Réviser, tester et corriger
Aucune problématique n'est parfaite du premier coup ; elle se règle comme un instrument. Une fois votre brouillon écrit, relisez l'ensemble en vous demandant si chaque page répond bien à votre question, et pas à une autre qui aurait dérivé en cours de route. C'est l'erreur la plus fréquente : on commence par une question et on finit par en traiter une autre.
- Test de cohérence : la conclusion répond-elle exactement à la question de l'introduction ?
- Test de tension : un lecteur pourrait-il défendre une réponse différente ? Si non, la question est trop fermée.
- Test du tiers : faites lire votre problématique à quelqu'un. S'il comprend tout de suite l'enjeu, c'est gagné.
- Relecture finale : traquez les coquilles et les fautes, qui décrédibilisent même un excellent fond.
N'ayez pas peur de reformuler votre problématique après avoir rédigé : il est normal, et même sain, de l'affiner une fois que la pensée s'est précisée sur le papier.
Questions fréquentes
Quelle différence entre un sujet et une problématique ?
Le sujet est le territoire à explorer ; la problématique est la question précise qui guide cette exploration. Un même sujet peut donner naissance à plusieurs problématiques différentes, selon l'angle choisi. Le sujet se reçoit, la problématique se construit.
Une problématique doit-elle tenir en une seule phrase ?
Idéalement, oui, ou en deux phrases courtes au maximum. Si vous avez besoin de tout un paragraphe pour la poser, c'est souvent le signe qu'elle mélange plusieurs questions. Isolez la question principale et reléguez le reste au développement.
Et si mon sujet ne contient aucune tension évidente ?
Cherchez les présupposés. Tout sujet cache une opinion implicite que l'on peut interroger. Demandez « pourquoi cela va-t-il de soi ? » ou « qui pourrait être en désaccord ? ». La tension se trouve presque toujours en grattant sous l'évidence apparente.
Faut-il formuler la problématique avant ou après les recherches ?

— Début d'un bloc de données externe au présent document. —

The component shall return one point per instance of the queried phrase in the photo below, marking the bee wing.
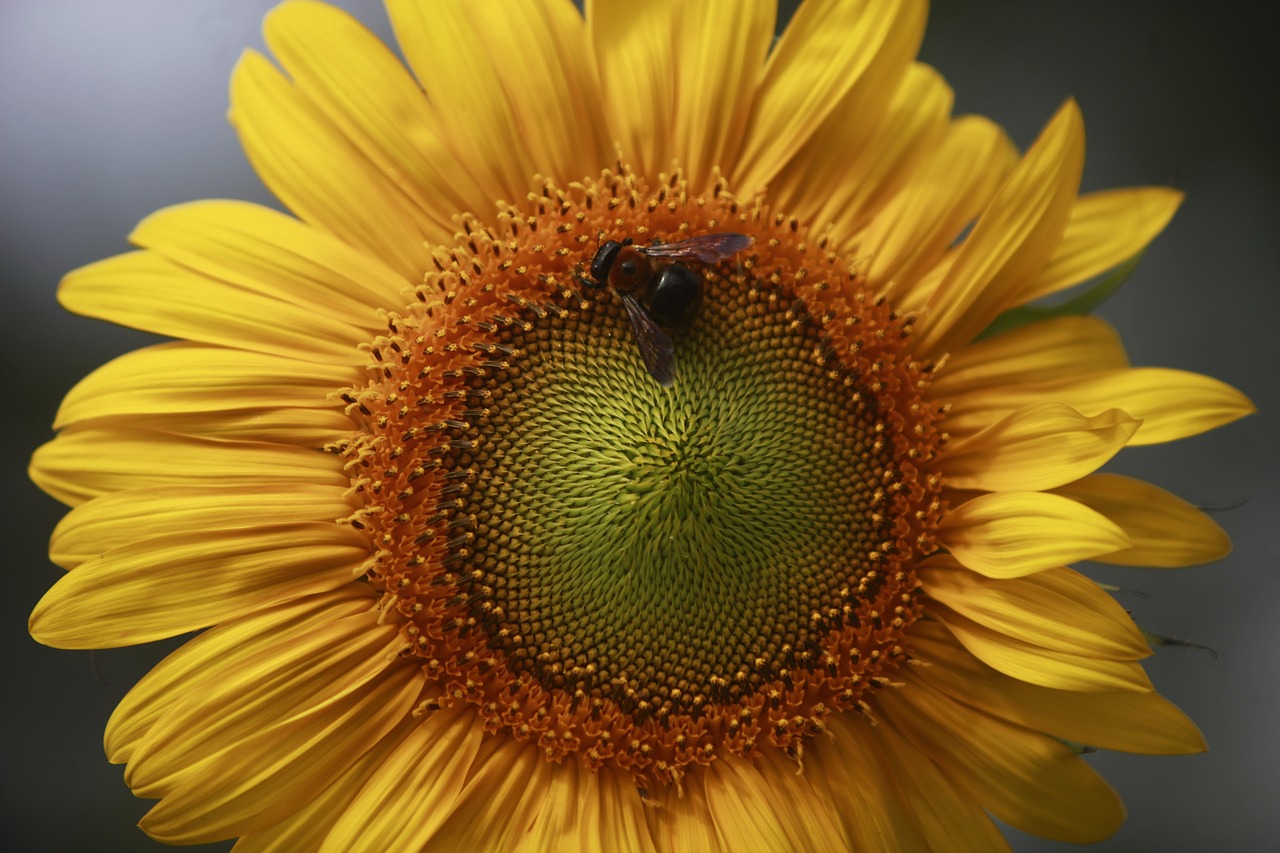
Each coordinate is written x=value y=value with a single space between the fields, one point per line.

Les deux, par allers-retours. On dégage une problématique provisoire pour orienter les recherches, puis on l'affine à mesure que la documentation révèle de nouvelles tensions. Une problématique vivante évolue ; une problématique figée trop tôt enferme.
En résumé : la méthode en sept temps
Construire une problématique pertinente n'a rien d'un don mystérieux : c'est une méthode. Comprenez d'abord le sujet et ses mots-clés, délimitez son périmètre, repérez les sous-thèmes et les tensions, transformez ces tensions en une question précise, bâtissez un plan qui y répond, nourrissez-le de recherches triées, puis testez et corrigez sans relâche.
La problématique est le cœur battant de votre travail : elle donne du sens à tout le reste. Prenez le temps de la ciseler, car chaque heure passée à l'affiner vous en fera gagner dix à la rédaction. Cette logique d'étapes claires vaut d'ailleurs pour tout projet structuré, qu'il s'agisse d'un mémoire ou de lancer sa chaîne YouTube en partant des bonnes étapes : on avance toujours plus vite avec un cap défini. Une fois votre question claire, le reste suit presque tout seul : ouvrez votre traitement de texte, et lancez-vous.